Entenda quando isso pode garantir o direito à nomeação.
Passar em um concurso público, principalmente para o cadastro de reserva, não garante nomeação imediata. Ainda assim, uma decisão recente do Tribunal Superior do Trabalho (TST) reforçou um importante entendimento. Quando há necessidade de pessoal, a Administração Pública e as empresas estatais devem priorizar os candidatos aprovados, ou seja, garantir o direito à nomeação.
Se o órgão ou a empresa contrata terceirizados para exercer as mesmas funções do cargo durante a validade do concurso, o candidato pode adquirir o direito à nomeação.
Terceirização em concurso público: o que decidiu o TST?
O caso envolveu uma candidata aprovada no concurso da Petrobras para o cadastro de reserva. Embora a empresa não a tenha convocado, contratou trabalhadores terceirizados para exercer as mesmas atividades do cargo.

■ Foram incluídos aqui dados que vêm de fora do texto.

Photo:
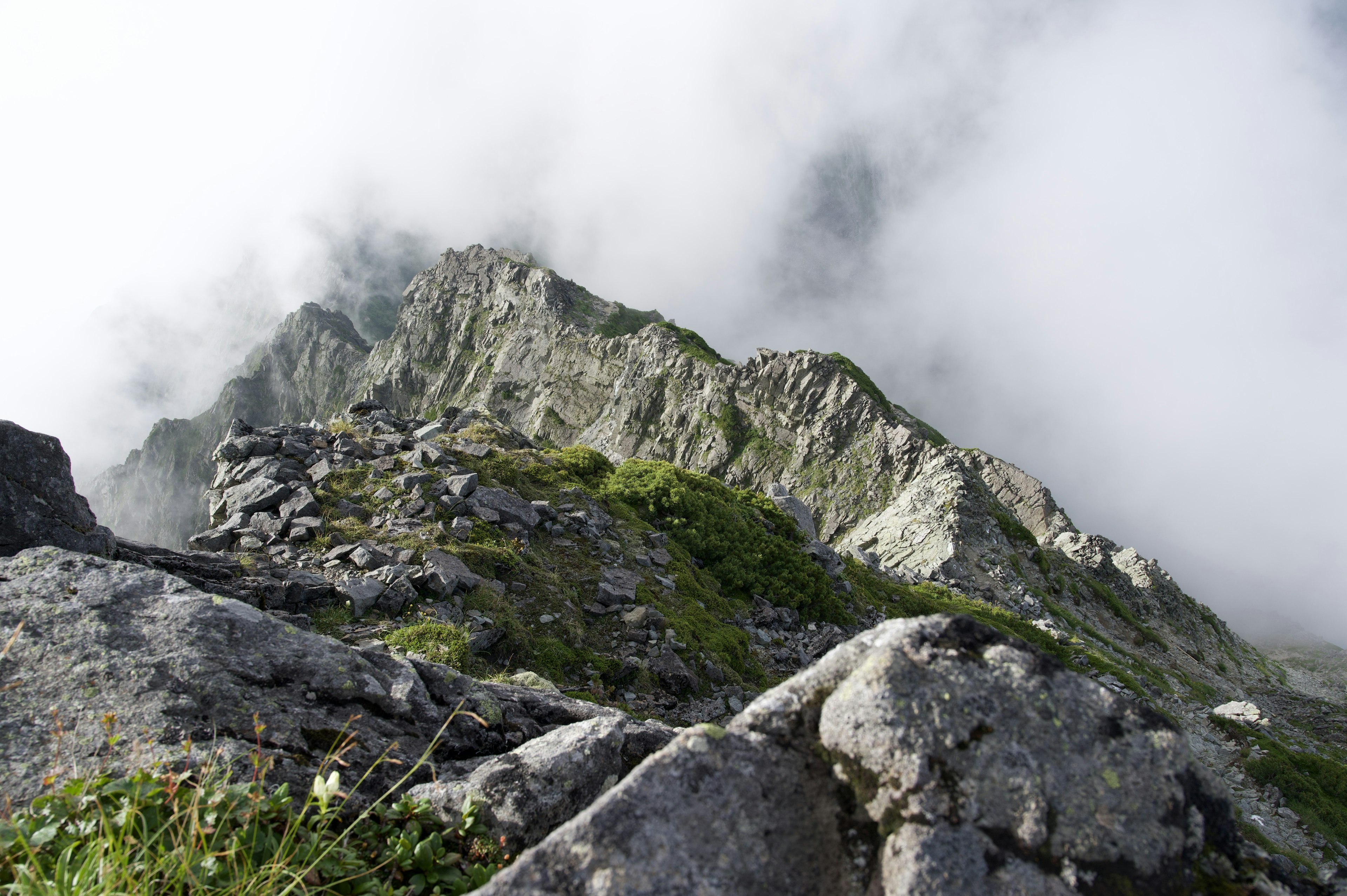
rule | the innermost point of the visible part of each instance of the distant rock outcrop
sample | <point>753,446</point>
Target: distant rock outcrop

Ao analisar o processo, a 5ª Turma do Tribunal Superior do Trabalho concluiu que a Petrobras demonstrou necessidade de pessoal, mas ignorou os candidatos aprovados e optou pela terceirização. Para o colegiado, essa conduta caracterizou preterição arbitrária.
Diante desse cenário, o TST transformou a expectativa de direito da candidata em direito subjetivo à contratação.
Cadastro de reserva em concurso público garante nomeação?
Não. A jurisprudência consolidada dos tribunais superiores estabelece que a aprovação em cadastro de reserva, por si só, gera apenas uma expectativa de direito.
Entretanto, essa expectativa pode se transformar em direito à nomeação quando ficam demonstradas circunstâncias que evidenciam a necessidade de provimento do cargo e a escolha da Administração por não convocar os candidatos aprovados.
Entre essas hipóteses está a contratação de terceirizados para exercer atribuições inerentes ao cargo previsto no concurso durante o período de validade do certame.
Quando a terceirização em concurso público é irregular?
Cada caso deve ser analisado individualmente, mas a contratação de terceirizados pode ser questionada quando:
- há concurso público válido;
- existem candidatos aprovados aguardando convocação;
- a Administração ou empresa estatal demonstra necessidade permanente de pessoal;
- trabalhadores terceirizados passam a exercer as mesmas atribuições previstas para o cargo do concurso.
Nessas situações, os tribunais podem reconhecer que houve preterição dos candidatos aprovados.
O entendimento do TST sobre terceirização em concurso público
Ao julgar o caso, a 5ª Turma do Tribunal Superior do Trabalho entendeu que a contratação de terceirizados para desempenhar atividades próprias do cargo evidenciou a necessidade de preenchimento das vagas.
Assim, a empresa não poderia deixar de convocar candidatos aprovados e, ao mesmo tempo, suprir essa demanda por meio da terceirização.
Esse entendimento está em consonância com a jurisprudência que protege os princípios da legalidade, da impessoalidade e do concurso público como forma de acesso aos cargos públicos.
O que fazer diante da terceirização em concurso público?
Se você foi aprovado em concurso público, está no cadastro de reserva e verificou que a Administração Pública ou empresa estatal contratou terceirizados para exercer as mesmas funções previstas no edital, é recomendável buscar orientação jurídica especializada.
A análise da documentação, do edital, do prazo de validade do concurso e das atividades efetivamente desempenhadas pelos terceirizados é essencial para verificar a existência de eventual direito à nomeação.